Twice, first in 2002 in Atkins v. Virginia and most recently in 2014 in Hall v. Floridia the Supreme Court has ruled that intellectually disabled defendants are exempt from capital punishment. According to court papers and reports from doctors Ladd was said to be in 1970, “fairly obviously retarded.”

“The Texas Courts should not be permitted to circumvent Atkins’ constitutional prohibition by totally supplanting the definition of adaptive functioning,” Ladd’s attorney wrote in the court filing.

When Ladd, 13 at the time, was sent to the Texas Youth Commission in 1970 for evaluation a psychiatrist concluded that he “was functioning at a 4th grade level,” and by the time, “Ladd was 19 he had still not progressed past a fourth grade academic record,” court papers say.

By the time Ladd was 37, according to the petition, he was living in a group home for mentally disabled persons and required the assistance of a case worker to buy the simplest items. “Significantly, [the worker] had to take Ladd to buy clothes and food and to pay his bills because Ladd would not buy the proper items, and would not get the proper sizes and he often would get the wrong change back,” Ladd’s ACLU attorney wrote in the petition.

Yet, according to a response filed by the Texas Attorney General’s Office Thursday afternoon, Ladd had actually obtained a GED, completed barber school and scored an 86 on subsequent IQ testing.

In April 2003, following the U.S. Supreme Court decision in Atkins that mentally disabled defendants are exempt from execution, Ladd petitioned the Texas Court of Criminal Appeals seeking a reversal of the death penalty claiming he too is disabled and has an IQ of 67. Ten days later, the court dismissed his appeal saying he failed to prove he was mentally disabled.

In 2014 the Supreme Court decided in Hall that essentially limits the “unfettered discretion” of states to adopt definitions that defeat valid claims of intellectual disability, which is precisely what the decision in Briseno does and said that states definitions of mental disability “may not deny the basic dignity the Constitution protects.” On Tuesday a Texas appeals court again rejected an appeal from Ladd where he claimed he wasn’t eligible for the death penalty because of the Hall decision.

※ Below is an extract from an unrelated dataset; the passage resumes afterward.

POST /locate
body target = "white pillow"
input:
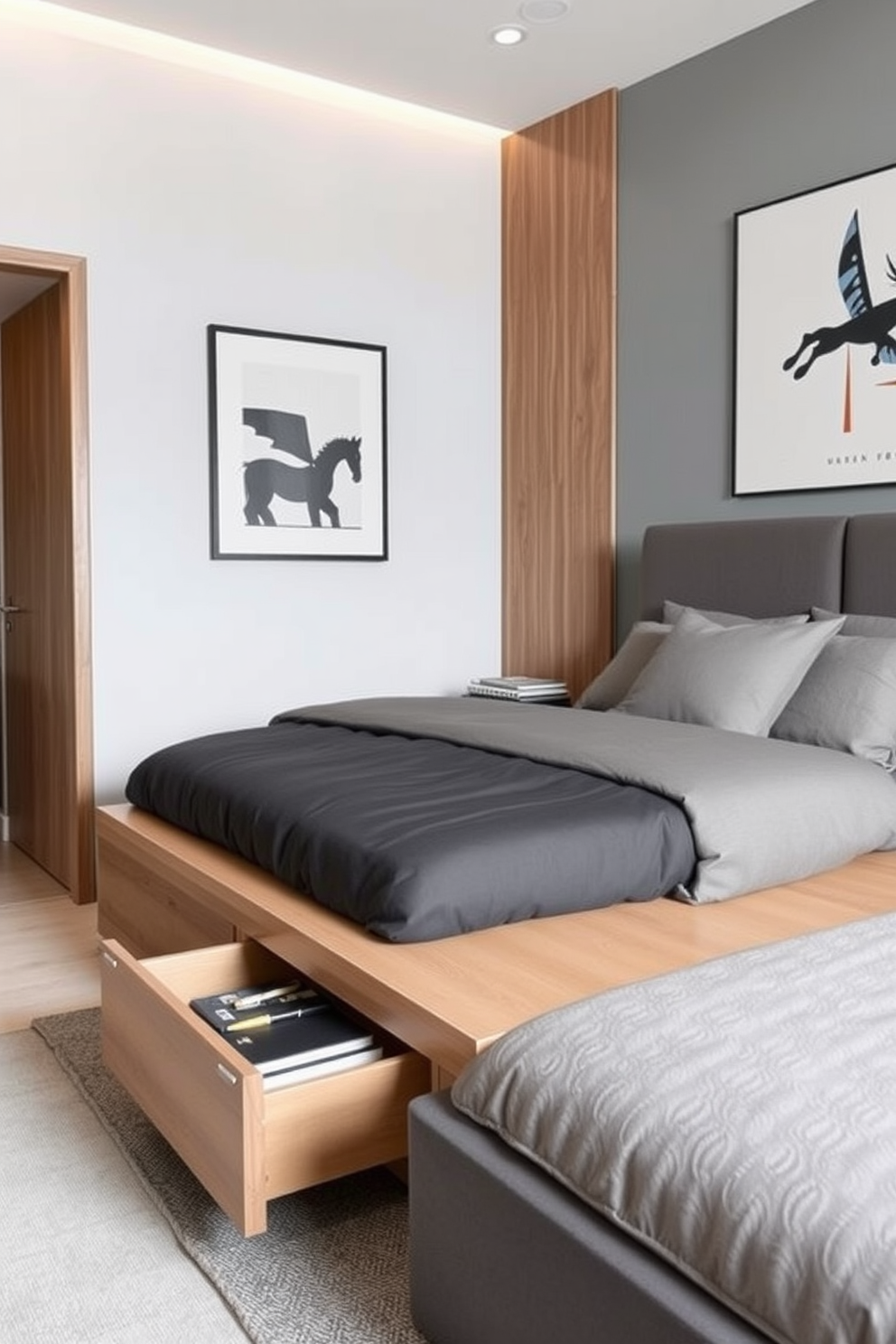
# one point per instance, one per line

In a strongly-worded news release the ACLU said Wednesday, “In any other state in the country Ladd’s condition would make him ineligible for execution. Texas, however, uses non-scientific factors to narrow the field of persons with intellectual disability who qualify for exemption from execution, drawn in part from the character of Lennie Small in Of Mice and Men by John Steinbeck.”

Ladd was convicted of sexually assaulting, strangling and setting the 38-year-old woman’s body on fire in 1996. It took a jury selected from the rural and highly conservative Smith County area just 18 minutes to sentence Ladd to death by lethal injection.

As of late Wednesday the court had not decided whether or not it will stay the execution planned for 6 p.m. CST Thursday.